2. RuleSet._match: pre-compute rule_index_by_rule_name (O(n) → O(1))
`_match` is called once per instruction / basic-block / function scope
(potentially millions of times). Previously it rebuilt the name→index
dict on every call. The dict is now computed once in `__init__` and
stored as `_rule_index_by_scope`, reducing each call to a dict lookup.
3. RuleSet._match: candidate_rules.pop(0) → deque.popleft() (O(n) → O(1))
`list.pop(0)` is O(n) because it shifts every remaining element.
Switch to `collections.deque` for O(1) left-side consumption.
4. RuleSet._extract_subscope_rules: list.pop(0) → deque.popleft() (O(n²) → O(n))
Same issue: BFS over rules used list.pop(0), making the whole loop
quadratic.

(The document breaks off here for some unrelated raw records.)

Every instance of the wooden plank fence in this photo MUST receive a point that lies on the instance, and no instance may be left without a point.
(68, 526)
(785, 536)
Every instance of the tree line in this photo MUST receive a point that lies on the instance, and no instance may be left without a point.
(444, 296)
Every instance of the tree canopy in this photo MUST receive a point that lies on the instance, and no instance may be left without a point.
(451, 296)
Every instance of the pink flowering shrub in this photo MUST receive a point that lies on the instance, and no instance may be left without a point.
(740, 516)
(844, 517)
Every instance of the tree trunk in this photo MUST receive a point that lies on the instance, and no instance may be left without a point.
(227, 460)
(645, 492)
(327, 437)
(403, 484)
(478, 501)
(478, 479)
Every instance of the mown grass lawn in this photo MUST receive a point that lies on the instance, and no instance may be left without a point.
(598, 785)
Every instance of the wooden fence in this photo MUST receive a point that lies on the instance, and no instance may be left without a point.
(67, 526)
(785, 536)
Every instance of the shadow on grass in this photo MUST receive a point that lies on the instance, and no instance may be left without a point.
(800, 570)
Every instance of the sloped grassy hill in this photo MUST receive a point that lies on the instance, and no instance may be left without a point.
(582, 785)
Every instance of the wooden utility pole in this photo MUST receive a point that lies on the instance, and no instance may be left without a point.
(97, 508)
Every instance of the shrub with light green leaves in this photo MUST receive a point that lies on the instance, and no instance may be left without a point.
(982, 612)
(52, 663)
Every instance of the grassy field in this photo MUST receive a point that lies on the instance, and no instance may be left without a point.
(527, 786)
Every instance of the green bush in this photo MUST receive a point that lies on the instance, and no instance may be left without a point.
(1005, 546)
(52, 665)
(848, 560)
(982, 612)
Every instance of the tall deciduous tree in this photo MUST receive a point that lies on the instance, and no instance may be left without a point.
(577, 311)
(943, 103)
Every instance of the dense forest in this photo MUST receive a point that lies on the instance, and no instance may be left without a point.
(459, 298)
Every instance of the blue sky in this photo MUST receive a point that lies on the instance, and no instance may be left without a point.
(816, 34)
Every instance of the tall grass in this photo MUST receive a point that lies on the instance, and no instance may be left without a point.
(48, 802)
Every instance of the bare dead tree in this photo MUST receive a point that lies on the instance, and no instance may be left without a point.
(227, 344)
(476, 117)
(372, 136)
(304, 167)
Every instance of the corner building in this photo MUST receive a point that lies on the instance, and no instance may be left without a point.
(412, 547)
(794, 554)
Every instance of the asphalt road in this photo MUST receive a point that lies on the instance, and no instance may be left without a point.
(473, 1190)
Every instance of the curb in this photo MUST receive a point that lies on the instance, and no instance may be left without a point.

Changed to a deque queue for linear-time processing.
Fixes#2880
* perf: use sorted merge instead of full re-sort for new rule candidates
When a rule matches and introduces new dependent candidates into
_match's work queue, the previous approach converted the deque to a
list, extended it with the new items, and re-sorted the whole
collection — O((k+m) log(k+m)).
Because the existing deque is already topologically sorted, we only
need to sort the new additions — O(m log m) — and then merge the two
sorted sequences in O(k+m) using heapq.merge.
Also adds a CHANGELOG entry for the performance improvements in #2890.
* perf: simplify candidate_rules to LIFO list, revert heapq.merge
Address reviewer feedback:
- Replace deque+popleft with list+pop (LIFO stack) in _extract_subscope_rules;
processing order doesn't affect correctness, and list.pop() is O(1).
- Replace deque+popleft with list+pop (LIFO stack) in _match; sort candidate
rules descending so pop() from the end yields the topologically-first rule.
- Revert heapq.merge back to the simpler extend+re-sort pattern; the added
complexity wasn't justified given the typically small candidate set.
- Remove now-unused `import heapq`.